The DataSet Object's Embedded API for XML
Table 9-1 presents the DataSet
object methods you can use to work with XML, both in reading and in writing. This list represents the DataSet
object's internal XML API, which is at the foundation of the serialization and deserialization processes for the object.
Table 9-1 The DataSet Object's Embedded Serialization API
|GetXml||Returns an XML representation of the data currently stored in the DataSet object. No schema information is included.
|GetXmlSchema||Returns a string that represents the XML schema information for the data currently stored in the object.
|ReadXml||Populates the DataSet object with the specified XML data read from a stream or a file. During the process, schema information is read or inferred from the data.
|ReadXmlSchema||Loads the specified XML schema information into the current DataSet object.
|WriteXml||Writes out the XML data, and optionally the schema, that represents the DataSet object to a storage mediumthat is, a stream or a file.
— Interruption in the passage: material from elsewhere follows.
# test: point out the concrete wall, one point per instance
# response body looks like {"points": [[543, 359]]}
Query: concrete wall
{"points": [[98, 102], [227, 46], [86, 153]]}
|WriteXmlSchema||Writes out a string that represents the XML schema information for the DataSet object. Can write to a stream or a file.
Note that GetXml returns a string that contains XML data. As such, it requires more overhead than simply using WriteXml to write XML to a file. You should not use GetXml and GetXmlSchema unless you really need to obtain the DataSet representation or schema as distinct strings for in-memory manipulation. The GetXmlSchema method returns the DataSet object's XML Schema Definition (XSD) schema; there is no way to obtain the DataSet object's XML-Data Reduced (XDR) schema.
As Table 9-1 shows, when you're working with DataSet and XML, you can manage data and schema information as distinct entities. You can take the XML schema out of the object and use it as a string. Alternatively, you could write the schema to a disk file or load it into an empty DataSet object. Alongside the methods listed in Table 9-1, the DataSet object also features two XML-related properties: Namespace and Prefix. Namespace specifies the XML namespace used to scope XML attributes and elements when you read them into a DataSet object. The prefix to alias the namespace is stored in the Prefix property. The namespace can't be set if the DataSet object already contains data.